I just received my latest issue of Simply Gluten Free Magazine and read it cover to cover all in one sitting. Now I’m inspired to mix up a cocktail, cook a new meal and bake a dessert. It also inspires me to write on my blog.
Remember when I told you that I felt I got off easy after my first cancer surgery? Well I came out of my second surgery with flying colors too. However, this time they weren’t going to let me off so easy. Chemotherapy was in my future. The Friday before I was released from the hospital a port catheter was surgically placed inside my chest. I didn’t want chemo because of all the horror stories I’ve heard about it, and what I had witnessed firsthand. Unfortunately, I knew it was necessary this time.
On Monday morning, June 4, 2012 I began my first of twelve chemo treatments. I sat in the chair knowing that toxic chemicals were being pumped inside me. The nurse practitioner met with me the week before and told me the symptoms I might experience. It was scary not knowing how I would react to the intrusion into my body. I was in the chair for 5-1/2 hours. When the treatment was done, the nurse hooked up a portable pump to the tube inserted in my port catheter. She told me this gadget would continue pumping the meds into me until Wednesday at which point I would return to the hospital to have it removed.

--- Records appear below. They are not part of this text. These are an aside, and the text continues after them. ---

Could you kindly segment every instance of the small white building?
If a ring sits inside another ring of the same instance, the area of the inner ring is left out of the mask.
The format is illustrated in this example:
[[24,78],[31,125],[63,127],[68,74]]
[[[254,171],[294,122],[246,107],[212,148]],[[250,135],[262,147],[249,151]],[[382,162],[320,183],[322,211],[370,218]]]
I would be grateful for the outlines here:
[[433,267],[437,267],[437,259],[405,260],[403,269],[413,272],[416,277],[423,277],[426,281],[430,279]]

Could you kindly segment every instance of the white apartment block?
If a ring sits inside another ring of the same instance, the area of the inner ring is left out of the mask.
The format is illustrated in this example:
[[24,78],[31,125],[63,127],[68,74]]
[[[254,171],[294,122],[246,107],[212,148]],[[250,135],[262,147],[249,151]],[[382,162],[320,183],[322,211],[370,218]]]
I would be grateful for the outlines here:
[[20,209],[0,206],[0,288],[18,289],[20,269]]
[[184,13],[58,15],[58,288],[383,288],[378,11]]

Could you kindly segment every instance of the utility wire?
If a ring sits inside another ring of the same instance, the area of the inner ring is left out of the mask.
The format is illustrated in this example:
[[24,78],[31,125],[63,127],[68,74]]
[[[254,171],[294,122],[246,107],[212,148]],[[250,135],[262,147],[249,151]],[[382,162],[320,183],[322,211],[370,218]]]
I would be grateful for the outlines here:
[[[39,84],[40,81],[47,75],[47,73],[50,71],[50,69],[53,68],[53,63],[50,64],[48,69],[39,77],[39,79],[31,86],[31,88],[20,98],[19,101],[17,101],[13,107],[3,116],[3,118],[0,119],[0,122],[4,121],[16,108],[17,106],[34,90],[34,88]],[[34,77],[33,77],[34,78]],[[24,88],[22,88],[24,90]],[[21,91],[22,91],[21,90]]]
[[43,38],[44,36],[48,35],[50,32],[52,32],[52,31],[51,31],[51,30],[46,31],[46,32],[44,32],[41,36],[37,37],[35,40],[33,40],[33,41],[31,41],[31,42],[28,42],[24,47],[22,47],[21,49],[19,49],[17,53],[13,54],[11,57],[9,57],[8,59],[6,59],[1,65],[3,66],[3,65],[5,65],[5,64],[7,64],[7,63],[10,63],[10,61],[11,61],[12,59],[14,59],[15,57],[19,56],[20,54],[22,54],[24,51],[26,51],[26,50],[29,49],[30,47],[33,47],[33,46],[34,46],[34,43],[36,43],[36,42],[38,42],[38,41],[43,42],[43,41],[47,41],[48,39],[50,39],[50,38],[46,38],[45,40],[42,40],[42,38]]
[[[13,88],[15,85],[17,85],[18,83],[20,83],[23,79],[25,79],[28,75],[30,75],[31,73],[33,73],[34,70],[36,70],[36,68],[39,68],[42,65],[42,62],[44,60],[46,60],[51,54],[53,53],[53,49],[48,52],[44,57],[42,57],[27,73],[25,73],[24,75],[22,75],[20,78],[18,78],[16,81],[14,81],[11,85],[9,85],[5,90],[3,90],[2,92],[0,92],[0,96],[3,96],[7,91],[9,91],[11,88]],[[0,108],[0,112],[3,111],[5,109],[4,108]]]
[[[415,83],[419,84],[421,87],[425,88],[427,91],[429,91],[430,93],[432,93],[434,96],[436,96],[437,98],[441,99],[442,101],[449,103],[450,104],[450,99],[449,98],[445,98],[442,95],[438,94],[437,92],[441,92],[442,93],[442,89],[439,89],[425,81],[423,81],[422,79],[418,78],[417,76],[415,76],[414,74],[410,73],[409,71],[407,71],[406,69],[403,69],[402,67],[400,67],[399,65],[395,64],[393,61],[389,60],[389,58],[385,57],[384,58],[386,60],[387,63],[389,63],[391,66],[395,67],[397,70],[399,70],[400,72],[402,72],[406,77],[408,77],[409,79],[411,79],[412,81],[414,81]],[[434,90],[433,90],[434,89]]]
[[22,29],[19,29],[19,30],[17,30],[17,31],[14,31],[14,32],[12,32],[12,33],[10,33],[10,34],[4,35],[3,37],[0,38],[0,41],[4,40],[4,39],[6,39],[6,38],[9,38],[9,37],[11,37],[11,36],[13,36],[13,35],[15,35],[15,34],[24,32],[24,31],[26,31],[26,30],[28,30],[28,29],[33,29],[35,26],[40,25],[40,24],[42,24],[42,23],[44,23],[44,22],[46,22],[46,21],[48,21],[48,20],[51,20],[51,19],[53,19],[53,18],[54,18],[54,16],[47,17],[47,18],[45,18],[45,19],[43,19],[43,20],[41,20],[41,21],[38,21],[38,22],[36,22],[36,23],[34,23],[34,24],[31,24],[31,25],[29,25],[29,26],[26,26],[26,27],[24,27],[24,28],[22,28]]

The pump itself was in a fanny pack that I wore day and night. It was a little tricky sleeping with the fanny pack because I was so afraid I would accidently pull the tube out of my chest. I was given a supply of three anti-nausea medications. One weak, one mild and then the strong one. My wonderful nurse, Pat, instructed me on which one to take depending on how bad the nausea became. This process would occur every other week for the next twenty-four weeks. All of this was because I had ingested gluten before I was diagnosed at age 40. After being diagnosed I continued to eat gluten because I absolutely hated my gluten-free options.
But tonight, thanks to Simply Gluten Free Magazine, I’m going to make the roasted asparagus and eggs. While I’m at it I’m going to whip up one of the desserts they feature in this issue. No more eating gluten for me. Take my word for it. It’s not worth cheating on the gf diet and then having to deal with cancer and chemo down the road.